Investigating the Effects of Robot Engagement Communication on Learning from Demonstration
This addresses the problem of improving human-robot interaction in learning scenarios, but it is incremental as it builds on known educational principles without testing actual learning algorithms.
The study investigated whether robot engagement behaviors (attention, imitation, or hybrid) affect human instructors' perceptions and expectations in Robot Learning from Demonstration, finding that engagement communication significantly alters human estimations of robot capability and raises expectations for learning outcomes, with imitation and hybrid behaviors having the strongest effects.

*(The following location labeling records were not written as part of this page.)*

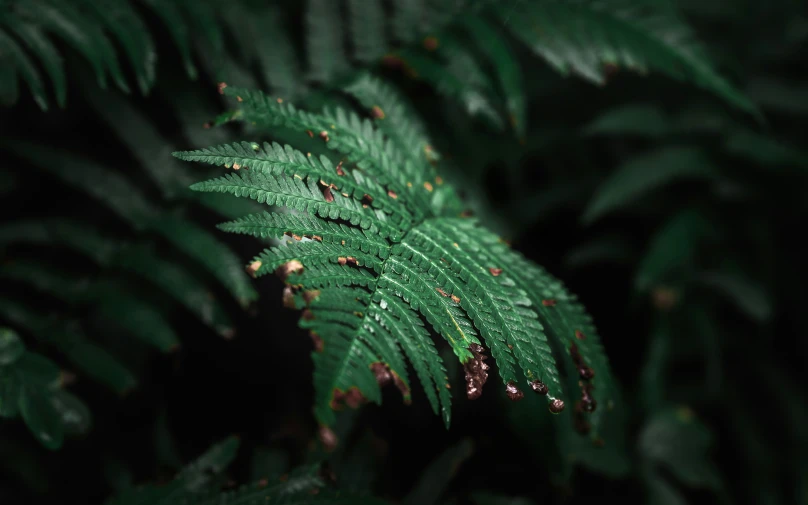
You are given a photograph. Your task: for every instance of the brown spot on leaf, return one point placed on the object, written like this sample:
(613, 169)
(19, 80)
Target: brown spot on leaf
(252, 268)
(382, 373)
(539, 387)
(347, 260)
(317, 341)
(289, 297)
(311, 295)
(476, 372)
(556, 406)
(290, 267)
(431, 43)
(513, 392)
(328, 438)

Robot Learning from Demonstration (RLfD) is a technique for robots to derive policies from instructors' examples. Although the reciprocal effects of student engagement on teacher behavior are widely recognized in the educational community, it is unclear whether the same phenomenon holds true for RLfD. To fill this gap, we first design three types of robot engagement behavior (attention, imitation, and a hybrid of the two) based on the learning literature. We then conduct, in a simulation environment, a within-subject user study to investigate the impact of different robot engagement cues on humans compared to a "without-engagement" condition. Results suggest that engagement communication significantly changes the human's estimation of the robots' capability and significantly raises their expectation towards the learning outcomes, even though we do not run actual learning algorithms in the experiments. Moreover, imitation behavior affects humans more than attention does in all metrics, while their combination has the most profound influences on humans. We also find that communicating engagement via imitation or the combined behavior significantly improve humans' perception towards the quality of demonstrations, even if all demonstrations are of the same quality.